Peralihan sistem pertanian ikut memicu tranformasi sosial, dari kelompok masyarakat sederhana yang menyebar di beberapa daerah dan dipimpin oleh kepala klan berdasarkan sistem keturunan (heredity chieftain) menjadi beberapa komunitas atau entitas politik yang besar. Beberapa elit penguasa mulai melakukan ekspansi wilayah untuk mengendalikan produksi pertanian, menguasai tanah pertanian dan mengatur masyarakat yang menggantungkan hidup pada pertanian (mirip sistem feodalisme yang berlaku di Eropa).

Pihak yang kuat adalah yang menguasai tanah yang memiliki produktifitas tinggi dan jalur perdagangan (dalam dan luar).

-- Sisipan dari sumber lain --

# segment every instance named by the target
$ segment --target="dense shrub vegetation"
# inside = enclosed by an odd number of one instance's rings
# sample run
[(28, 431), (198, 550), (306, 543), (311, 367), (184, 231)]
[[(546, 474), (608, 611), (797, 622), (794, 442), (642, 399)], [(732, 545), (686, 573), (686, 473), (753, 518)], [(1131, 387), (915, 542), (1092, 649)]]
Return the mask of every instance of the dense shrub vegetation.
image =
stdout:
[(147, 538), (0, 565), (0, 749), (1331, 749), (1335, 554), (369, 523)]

Pihak yang kurang kuat terpaksa menjalin hubungan kerjasama dengan sistem upeti, baik setelah kalah perang atau secara sukarela demi melindungi kepentingan ekonomi wilayahnya. Hubungan kerjasama (persekutuan) umumnya diikat melalui perkawinan.

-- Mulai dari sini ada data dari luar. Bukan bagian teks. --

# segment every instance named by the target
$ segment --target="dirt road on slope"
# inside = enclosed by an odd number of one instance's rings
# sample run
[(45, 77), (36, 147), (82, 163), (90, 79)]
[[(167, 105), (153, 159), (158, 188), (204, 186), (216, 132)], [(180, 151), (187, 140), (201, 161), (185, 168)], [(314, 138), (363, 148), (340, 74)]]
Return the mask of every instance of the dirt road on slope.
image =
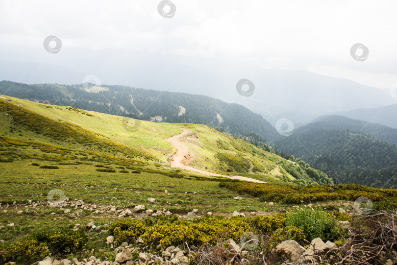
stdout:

Para elit kekuasaan yang memimpin ekspansi ke wilayaha lain adalah sosok yang ambisius dan juga kharismatik namun tidak harus sosok yang gagah berani. Sosok tersebut bisa saja dikenal oleh masyarakat setempat memiliki darah bangsawan namun tidak mesti berkaitan langsung dengan penguasa saat itu. Mereka mengklaim tahta kekuasaan berdasarkan status silsilah keluarga serta didukung oleh kekuatan militer dan ekonomi yang kuat.

 

Budayawan Kasra Jaru Munara menuliskan Pada abad ke-16, beberapa kerajaan besar dan kecil mulai terbentuk. Ekspansi perdagangan dan pertanian terus berlanjut dalam skala besar. Persaingan antar kerajaan dalam mengamankan sumber daya alam memicu banyak pertikaian atau persekutuan. Konflik mulai mereda setelah 60 tahun ketika Kerajaan Gowa dan Tallo berhasil menaklukan Kerajaan Bone awal tahun 1643 M.

Baca Juga  Kisah hadirnya Sariwegading di Pulau Kabaena

Sebagaimana yang juga terjadi di beberapa tempat lain di Asia Tenggara, perdagangan tetap menjadi pemicu bangkit dan berkembangnya kerajaan-kerajaan tersebut dan masuk ke ranah persolan yang lebih rumit (silang konflik kepentingan). Namun demikian, perkembangan selanjutnya ditentukan oleh aturan-aturan adat dan politik masyarakat setempat.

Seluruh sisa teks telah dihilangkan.